# mysql phpmyAdmin WebhomeServer Hüülfee bidde



## Multi-master (1. Oktober 2002)

Hi... 
Ich hoffe ich finde hier hilfe...also es geht um folgendes 
Ich habe mir FoxServ installiert,und da ist ja alles drin... 
Mysql und phpMyAdmin usw....Apache auch... 
Ich habe alles installiert bekommen.... 
Ich kann also auch in verbindung mit einem FTPServer-Programm Webspace vergeben...und "DATENBANKEN" 
Sagen wir mal...jemand richtet bei mir ne Homepage auf meinem Server ein. 
Nun lege ich eine Datenbank mit dem Namen z.B sebklo_db in dem mysql-manager an...und restarte den,so das die Ampel wieder grün ist....so das er Phpkit..oder sonstiges uploaden und installieren kann......das geht auch soweit alles prima...obwohl phpkit ein paar probleme macht..aber dazu später etwas.... 
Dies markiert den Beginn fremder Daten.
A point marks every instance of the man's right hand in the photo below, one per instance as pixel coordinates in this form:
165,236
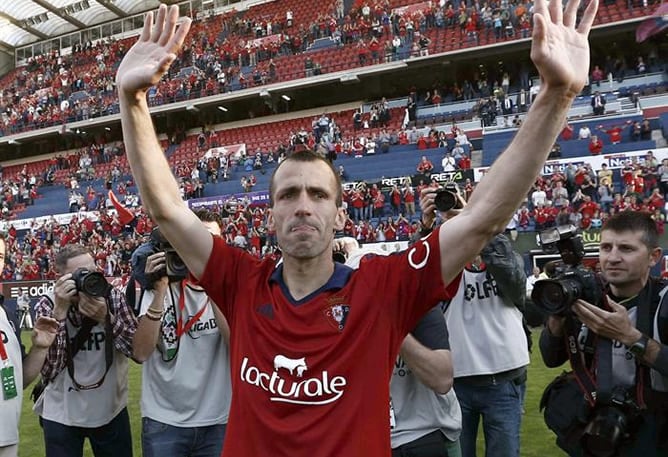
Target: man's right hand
150,57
Alles klar soweit.......Jetzt kommt phpMyAdmin ins Spiel..... 
Wie wir alle wissen,haben Domain und Webhoster überwiegend auch alle phpMyAdmin installiert,damit man eventuell mal SEINE Datenbank aufräumen kann. 
Und hier geht es los......... 
Wenn der sebklo_db - Besitzer ins phpMyAdmin reingeht,auf meinem Server,dann sieht er alle datenbanken sofort.... 
Nu hab ich aber auf manchen Seiten gesehen,das dort zuerst ein Login-Fenster kommt,wo man seinen DB-Login und PW angibt,und dann "NUR" seine Datenbank einsehen kann..... 
Ich habe in der config_inc.php schon Saltos geschlagen.... 
Habe den User der sebklo_db da eingetragen....auch als ControlUser und Controlpass.......das ist ja auch alles schön und gut......Mit wäre aber so ein LoginFenster im phpMyAdmin am liebsten...nur wie komm ich daran...muss ich da noch was konfigurieren ?? 
Kann mir das mal einer erklären,wenn es einer weiss... 


Und zum PhPKIT "beispielsweise".....wird einwandfrei installiert..und die Tables werden angelegt...
Nur muss ich mich immer wieder nach jedem neuen Befehl der veränderrung neu einloggen .........
In der php.ini ist Global_register ON

Das ganze Übel "lol" läuft auf meiner XP-Maschine
Hoffe es kann mir gehilft werden
Vielen dank 
bye


----------



## Dunsti (1. Oktober 2002)

probiers doch mal so:

lege pro Benutzer ein eigenes PHPMyAdmin (in separaten Ordnern) an, und schütze diese über .htaccess (für das Passwort)

so kann jeder nur an "sein" PHPMyAdmin, und in den einzelnen config.php's kannste dann jedem "seine" Datenbank zuweisen, damit er nur diese sieht.


hope that helpz


Dunsti


----------



## Neurodeamon (2. Oktober 2002)

Des geht auch einfacher:

es befindet sich eine Datenbank "mysql" mit mehreren Tabellen (columns_priv, db, func, host, tables_priv, user) zwischen den anderen mysql-datenbanken.

die Tabelle "USER" ist wenn ich mich recht erinnere dafür zuständig.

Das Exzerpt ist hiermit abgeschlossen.